Load Data: Utilize the pandas library to load the dataset.
Check Null Values: Identify and count null values in each column.
Drop Null Records: Remove records with null values.
Size Column: Convert sizes to numeric, considering Kb and Mb.
Reviews Column: Convert reviews from string to numeric.
Installs Column: Convert installs to numeric, removing commas and the plus sign.
Price Column: Remove the dollar sign and convert to numeric.
Drop rows with ratings outside the range of 1 to 5.
Drop rows where reviews exceed installs.
For free apps, ensure the price is not greater than 0.
Boxplot for Price: Identify outliers.
Boxplot for Reviews: Check for apps with very high review numbers.
Histogram for Rating: Observe the distribution of ratings.
Histogram for Size: Examine the distribution of app sizes.
Price: Drop records with very high prices.
Reviews: Drop records with more than 2 million reviews.
Installs: Identify and drop records with very high install numbers based on percentiles.
Scatter Plot for Rating vs. Price: Examine the relationship between rating and app price.
Scatter Plot for Rating vs. Size: Explore the correlation between rating and app size.

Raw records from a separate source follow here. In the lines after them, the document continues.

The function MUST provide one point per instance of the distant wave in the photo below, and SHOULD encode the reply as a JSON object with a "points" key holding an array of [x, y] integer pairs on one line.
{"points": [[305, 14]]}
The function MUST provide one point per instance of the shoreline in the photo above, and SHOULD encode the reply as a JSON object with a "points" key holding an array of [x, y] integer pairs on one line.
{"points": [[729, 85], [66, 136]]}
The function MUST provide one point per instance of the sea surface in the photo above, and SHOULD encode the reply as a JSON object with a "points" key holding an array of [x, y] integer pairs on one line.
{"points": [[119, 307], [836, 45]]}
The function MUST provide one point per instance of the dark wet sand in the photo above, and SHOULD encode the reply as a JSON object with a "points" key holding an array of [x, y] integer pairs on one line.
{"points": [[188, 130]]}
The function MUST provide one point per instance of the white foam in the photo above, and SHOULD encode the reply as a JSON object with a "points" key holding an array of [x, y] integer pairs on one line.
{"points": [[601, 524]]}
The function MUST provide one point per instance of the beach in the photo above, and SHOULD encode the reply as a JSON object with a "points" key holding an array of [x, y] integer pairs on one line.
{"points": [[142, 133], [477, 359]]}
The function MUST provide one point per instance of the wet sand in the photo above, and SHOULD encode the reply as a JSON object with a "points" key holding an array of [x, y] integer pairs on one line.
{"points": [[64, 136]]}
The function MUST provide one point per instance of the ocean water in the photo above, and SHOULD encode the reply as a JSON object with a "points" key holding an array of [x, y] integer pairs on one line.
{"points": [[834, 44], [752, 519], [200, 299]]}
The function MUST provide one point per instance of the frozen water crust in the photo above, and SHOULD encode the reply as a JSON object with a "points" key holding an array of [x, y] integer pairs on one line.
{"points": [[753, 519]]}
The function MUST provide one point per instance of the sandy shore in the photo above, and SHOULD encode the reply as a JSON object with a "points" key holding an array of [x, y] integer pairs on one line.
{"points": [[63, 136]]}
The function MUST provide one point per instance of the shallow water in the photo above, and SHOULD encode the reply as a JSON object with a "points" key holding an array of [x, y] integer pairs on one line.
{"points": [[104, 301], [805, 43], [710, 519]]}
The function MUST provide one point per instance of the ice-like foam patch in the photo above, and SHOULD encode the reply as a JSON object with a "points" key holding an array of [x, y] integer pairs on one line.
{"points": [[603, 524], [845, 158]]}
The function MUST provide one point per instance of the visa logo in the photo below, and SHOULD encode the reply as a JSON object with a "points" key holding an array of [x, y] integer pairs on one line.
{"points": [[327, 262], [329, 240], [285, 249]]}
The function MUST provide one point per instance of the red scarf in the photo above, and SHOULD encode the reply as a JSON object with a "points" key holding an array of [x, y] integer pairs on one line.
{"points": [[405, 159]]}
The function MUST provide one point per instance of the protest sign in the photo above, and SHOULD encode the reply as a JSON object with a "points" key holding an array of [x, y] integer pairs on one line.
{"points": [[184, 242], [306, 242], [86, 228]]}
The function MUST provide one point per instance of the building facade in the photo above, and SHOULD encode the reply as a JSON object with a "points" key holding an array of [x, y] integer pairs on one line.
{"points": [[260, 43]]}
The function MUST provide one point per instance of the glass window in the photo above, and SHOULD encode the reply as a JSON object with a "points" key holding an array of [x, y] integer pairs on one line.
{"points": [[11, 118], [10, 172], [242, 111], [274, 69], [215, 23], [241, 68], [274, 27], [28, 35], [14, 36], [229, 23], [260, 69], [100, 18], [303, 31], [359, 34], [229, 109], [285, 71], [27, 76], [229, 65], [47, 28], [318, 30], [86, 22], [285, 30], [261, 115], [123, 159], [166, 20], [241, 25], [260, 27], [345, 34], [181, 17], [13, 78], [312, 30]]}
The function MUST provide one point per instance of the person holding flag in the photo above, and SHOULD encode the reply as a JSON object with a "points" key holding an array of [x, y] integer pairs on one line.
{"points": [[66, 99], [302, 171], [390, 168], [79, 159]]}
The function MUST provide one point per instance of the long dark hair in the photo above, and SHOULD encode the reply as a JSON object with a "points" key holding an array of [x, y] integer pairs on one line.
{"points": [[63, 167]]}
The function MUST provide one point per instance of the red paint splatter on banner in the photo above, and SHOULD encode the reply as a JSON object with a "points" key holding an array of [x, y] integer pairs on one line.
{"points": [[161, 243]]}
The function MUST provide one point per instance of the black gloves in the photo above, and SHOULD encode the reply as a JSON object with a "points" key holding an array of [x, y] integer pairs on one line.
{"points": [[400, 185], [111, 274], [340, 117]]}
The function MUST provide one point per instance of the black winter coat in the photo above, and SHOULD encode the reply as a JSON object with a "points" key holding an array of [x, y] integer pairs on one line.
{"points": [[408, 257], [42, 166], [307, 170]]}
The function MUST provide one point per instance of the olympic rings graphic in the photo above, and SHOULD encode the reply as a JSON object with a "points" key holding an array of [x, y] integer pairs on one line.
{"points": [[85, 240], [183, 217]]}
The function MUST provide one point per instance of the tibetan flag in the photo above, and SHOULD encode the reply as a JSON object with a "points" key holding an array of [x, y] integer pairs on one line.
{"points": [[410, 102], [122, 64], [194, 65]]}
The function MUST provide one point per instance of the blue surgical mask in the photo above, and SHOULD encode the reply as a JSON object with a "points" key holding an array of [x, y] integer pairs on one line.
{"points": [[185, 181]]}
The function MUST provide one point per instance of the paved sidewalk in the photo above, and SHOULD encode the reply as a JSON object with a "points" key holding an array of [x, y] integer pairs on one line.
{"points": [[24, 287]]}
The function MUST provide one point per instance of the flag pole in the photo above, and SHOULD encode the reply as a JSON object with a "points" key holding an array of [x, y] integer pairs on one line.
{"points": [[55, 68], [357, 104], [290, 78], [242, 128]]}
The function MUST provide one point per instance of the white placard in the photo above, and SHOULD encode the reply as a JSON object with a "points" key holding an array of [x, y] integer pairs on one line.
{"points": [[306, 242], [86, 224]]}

Scatter Plot for Rating vs. Reviews: Assess the relationship between rating and the number of reviews.
Boxplot for Rating vs. Content Rating: Investigate if content rating affects app ratings.
Boxplot for Ratings vs. Category: Identify genres with the best ratings.
Log Transformation: Apply log transformation to reduce skewness in Reviews and Installs.
Drop Columns: Remove irrelevant columns such as App, Last Updated, Current Ver, and Android Ver.
Dummy Encoding: Convert categorical columns (Category, Genres, Content Rating) into dummy variables.
Split the dataset into training and testing sets using a 70-30 split.
Linear Regression: Build a linear regression model to predict app ratings.
R2 Score: Report the R2 score on the training set.
Predictions: Make predictions on the test set.
R2 Score: Report the R2 score on the test set.